The concept of a peace agreement with Mahmoud Abbas was always a romantic idea, featuring the triumph of hope over experience, the repeated pursuit of a “peace partner” who kept saying “no,” and the failure of peace processors to understand every part of that answer. If there has been any benefit from the Kerry Process, it’s that it has made it clear that the Palestinians do not want a state–not if it requires recognizing a Jewish one, or releasing the specious “right” of “return” to the state they repeatedly tried to destroy, or an end-of-claims agreement that would actually resolve the conflict. You can’t have a “two state solution” when one of the parties refuses to acknowledge “two states for two peoples” as the goal.

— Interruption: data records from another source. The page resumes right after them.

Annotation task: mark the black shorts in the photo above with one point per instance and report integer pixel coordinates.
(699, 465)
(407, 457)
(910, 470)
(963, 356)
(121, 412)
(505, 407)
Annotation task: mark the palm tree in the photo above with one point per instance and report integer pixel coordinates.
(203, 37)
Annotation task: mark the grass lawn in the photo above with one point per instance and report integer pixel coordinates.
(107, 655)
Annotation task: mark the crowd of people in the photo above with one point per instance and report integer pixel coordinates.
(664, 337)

The romance has been a bad romance not just for nine months but ten years. In 2003, Abbas accepted the Roadmap and then later that year bragged to the Palestinian Legislative Council about refusing to dismantle terrorist groups, as the Roadmap required. In 2005, he was given Gaza without a single settler or soldier remaining, announced “from this day forward, there will be no more security turmoil and weapons chaos and abductions, which are not characteristic of our culture”–and then did nothing as Gaza turned into Hamastan in one week.

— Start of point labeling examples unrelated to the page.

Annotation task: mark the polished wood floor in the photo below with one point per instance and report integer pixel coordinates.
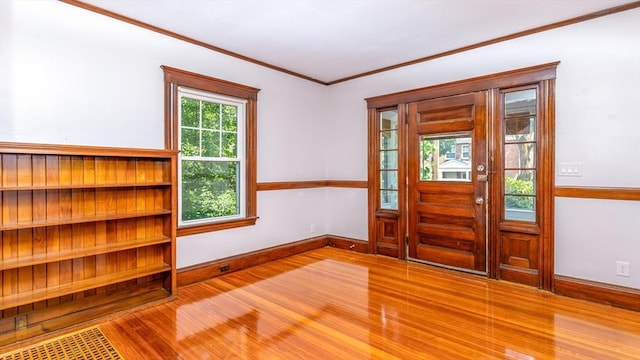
(335, 304)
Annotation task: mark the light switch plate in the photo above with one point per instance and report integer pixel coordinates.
(570, 169)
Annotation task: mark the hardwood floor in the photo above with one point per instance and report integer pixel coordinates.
(335, 304)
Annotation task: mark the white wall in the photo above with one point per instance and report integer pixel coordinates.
(597, 125)
(69, 76)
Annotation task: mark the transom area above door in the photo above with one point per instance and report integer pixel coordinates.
(461, 175)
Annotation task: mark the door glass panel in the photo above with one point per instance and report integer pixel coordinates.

In 2006, after his corrupt party lost the election, he cancelled all future ones, including his own. In 2007, after Hamas took over half of the putative state, he was reduced to being the mayor of Ramallah. In 2008, he was offered a state on land equivalent to all of the West Bank and Gaza, with a capital in Jerusalem, and he walked away. In 2010, after Netanyahu became the fourth Israeli prime minister to endorse a Palestinian state and implemented an unprecedented ten-month construction freeze, Abbas did nothing for nine months, had to be dragged to the negotiating table in the tenth, and then simply demanded the freeze be continued.

In 2013, he demanded pre-negotiation concessions to return to the table to discuss the Palestinian state that is purportedly his goal, got a promise of prisoner releases as long as he stayed at the table, and made it clear he would leave the table as soon as he finished collecting them. Now he has come full circle, agreeing again to form a government with the terrorist group he promised to dismantle in 2003.

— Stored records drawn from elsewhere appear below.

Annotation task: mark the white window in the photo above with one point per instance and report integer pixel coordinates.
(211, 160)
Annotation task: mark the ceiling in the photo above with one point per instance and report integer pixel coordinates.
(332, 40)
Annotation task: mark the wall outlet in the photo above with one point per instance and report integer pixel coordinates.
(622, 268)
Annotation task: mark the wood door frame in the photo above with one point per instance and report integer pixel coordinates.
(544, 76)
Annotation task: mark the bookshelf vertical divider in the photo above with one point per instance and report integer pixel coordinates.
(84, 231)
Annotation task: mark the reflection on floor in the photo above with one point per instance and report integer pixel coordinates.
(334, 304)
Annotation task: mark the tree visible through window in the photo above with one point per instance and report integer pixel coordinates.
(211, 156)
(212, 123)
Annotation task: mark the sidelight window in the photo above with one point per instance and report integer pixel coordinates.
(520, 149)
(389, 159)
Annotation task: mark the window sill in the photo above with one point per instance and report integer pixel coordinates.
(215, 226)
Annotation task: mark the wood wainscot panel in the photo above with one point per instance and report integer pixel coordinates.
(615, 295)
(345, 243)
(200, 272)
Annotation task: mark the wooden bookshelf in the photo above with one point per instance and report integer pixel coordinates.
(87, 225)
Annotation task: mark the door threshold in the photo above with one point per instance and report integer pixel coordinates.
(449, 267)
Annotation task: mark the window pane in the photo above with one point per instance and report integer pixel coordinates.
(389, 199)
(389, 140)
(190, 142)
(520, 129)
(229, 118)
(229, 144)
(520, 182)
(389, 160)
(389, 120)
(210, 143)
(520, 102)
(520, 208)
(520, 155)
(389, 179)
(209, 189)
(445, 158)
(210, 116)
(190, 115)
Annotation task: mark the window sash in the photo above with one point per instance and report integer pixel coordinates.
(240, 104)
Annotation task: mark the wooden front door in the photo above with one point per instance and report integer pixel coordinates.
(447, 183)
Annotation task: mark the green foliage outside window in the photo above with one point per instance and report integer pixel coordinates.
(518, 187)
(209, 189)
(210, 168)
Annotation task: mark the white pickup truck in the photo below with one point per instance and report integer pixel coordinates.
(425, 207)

You don’t have to have been a Jewish mother to know this guy was not going to be the guy.


President Obama recently suggested that Israel transfer more land to him, because the next Palestinian leader could be worse. The larger question is why the United States should continue to support creation of a Palestinian state if this is the best leader the Palestinians can present. He has essentially been a concession-reception device–a receptacle for concessions from those with the romantic belief that concessions would produce peace–while never making any concessions himself. In Ari Shavit’s words in Haaretz last week, “There is no document that contains any real Palestinian concession with Abbas’ signature. None. There never was, and there never will be.”

Lost in the process over the past ten years has been the recognition that American support for a Palestinian state was, at least at the beginning, conditional. When President Bush announced U.S. support for a Palestinian state in 2002, he made it contingent on the Palestinians first building “a practicing democracy, based on tolerance and liberty,” with democratically elected leaders and “new institutions” that would promise a peaceful state. A Palestinian state, from an American standpoint, was intended as a means to an end, not as an end in itself.

Somewhere along the line, the means and the end got confused. Perhaps it was after the Gaza disengagement produced not peace but new rocket wars. Perhaps it was after the Palestinian failure to complete even Phase I of the three-phase Roadmap, when Condoleezza Rice responded by deciding to “accelerate” it and skip the first two phases. Perhaps it was after President Obama ignored the written and oral promises to Israel from prior peace processes and made new demands on Israel, but none on the Palestinians. Perhaps it was when Kerry decided that, notwithstanding the refusal of Mahmoud Abbas even to endorse a Jewish state as one of the two states in the “solution,” the U.S. should proceed with the process anyway. In any event, as Ari Shavit’s article last week indicated, the affair is over.